Na przykład w jednej z hal zostanie Państwu zaoferowany produkt dostarczony skądś z Chin na półkę supermarketu w Europie. Ekrany rozmieszczone są z czterech stron – najpierw zostaniesz załadowany na statek, następnie popłyniesz statkiem przez morza-ocean, następnie będziesz kilkukrotnie przeładowywany, a na koniec znajdziesz się na sklepowej półce.

Żaglówka „Amsterdam”

Według większości zwiedzających najciekawsze miejsce nie znajduje się w samym budynku, ale obok niego, gdzie zacumowanych jest kilka statków, w tym dokładna kopia jednego z koni pociągowych Kompanii Wschodnioindyjskiej - trójmasztowy żaglowiec „Amsterdam” „.

Ekspozycje Muzeum Morskiego

Prezentowane eksponaty można warunkowo podzielić na cztery główne działy.

Wojna i handel

Tę sekcję otwiera wystawa rycin i rysunków topograficznych ukazujących szybki rozwój Amsterdamu, jego portów i stoczni, doków i magazynów.

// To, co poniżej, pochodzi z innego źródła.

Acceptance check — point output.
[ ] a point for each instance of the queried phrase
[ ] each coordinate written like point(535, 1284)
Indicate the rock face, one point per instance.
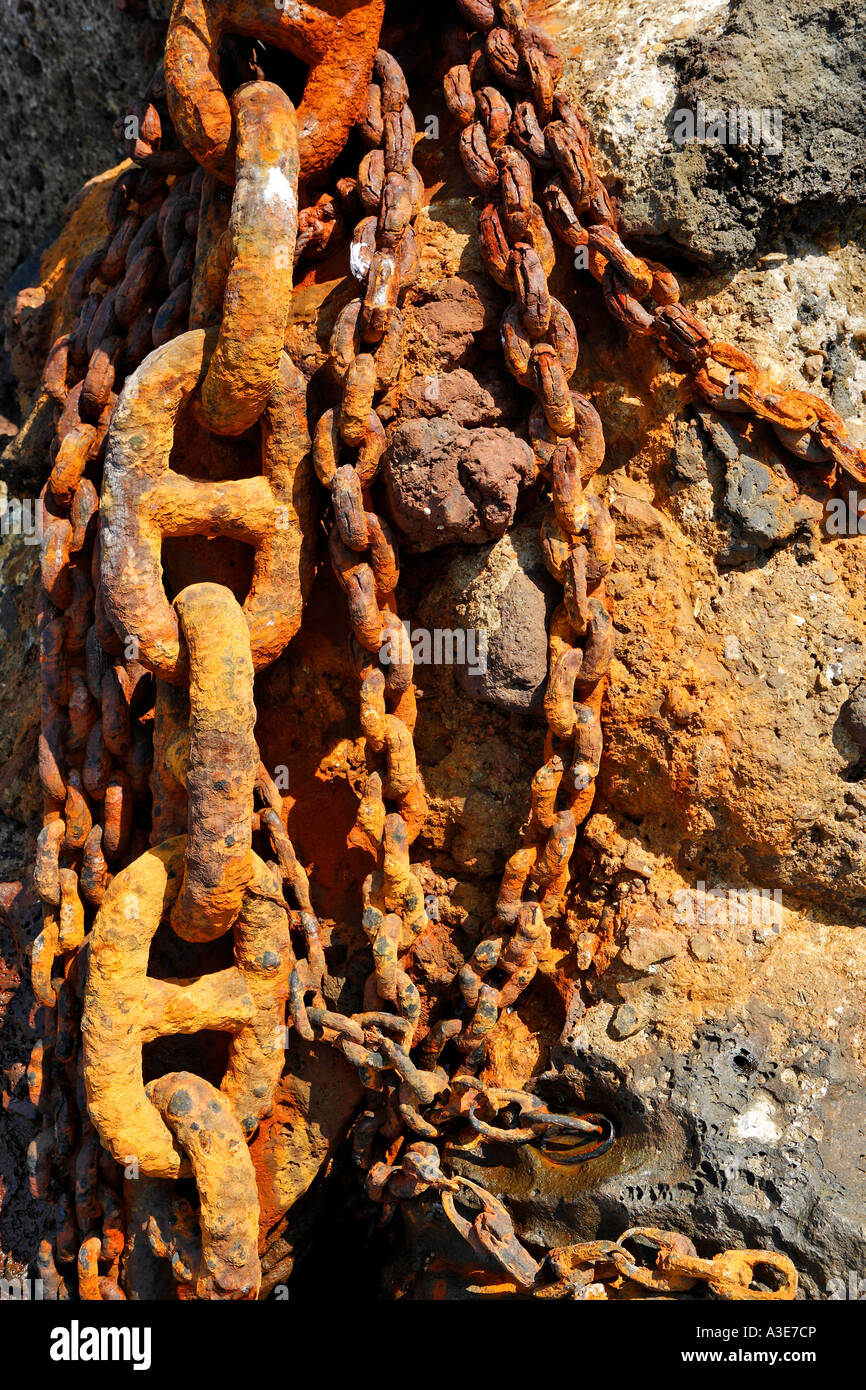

Zawiera także mapę rozległych połączeń miasta, które do 1640 roku stało się najważniejszym portem Europy, handlującym wszystkim, od perskich dywanów po olej wielorybi z Islandii.

Zaprezentowano panoramiczne zdjęcia bitew morskich, które pokazują, że dominacja handlowa nie została dana na próżno.

Ta część ekspozycji pokazuje, że w historii Holandii w XVII wieku wojna zajmowała to samo miejsce, co handel z Dalekim Wschodem i Ameryką.

flota rzeczna

Flota rzeczna była dla Amsterdamu niezbędna, ponieważ cały ładunek przybywający drogą morską musiał być dostarczany w głąb Europy. Dlatego ta sekcja poświęcona jest różnym typom statków rzecznych, wśród których znajdują się niezwykłe:

  • Jachty do żeglowania po zamarzniętych jeziorach
  • Barki przygotowane do pójścia do kościoła w sobotę, napędzane przez umundurowanych służących, ciągnących je za sobą

Holenderska Kompania Wschodnioindyjska

Znaczna część wystawy opowiada o historii Holenderskiej Kompanii Wschodnioindyjskiej. W ciągu 60 lat od powstania firma zdobyła własną armię, ogromną flotę i rozległe kolonie w Indonezji.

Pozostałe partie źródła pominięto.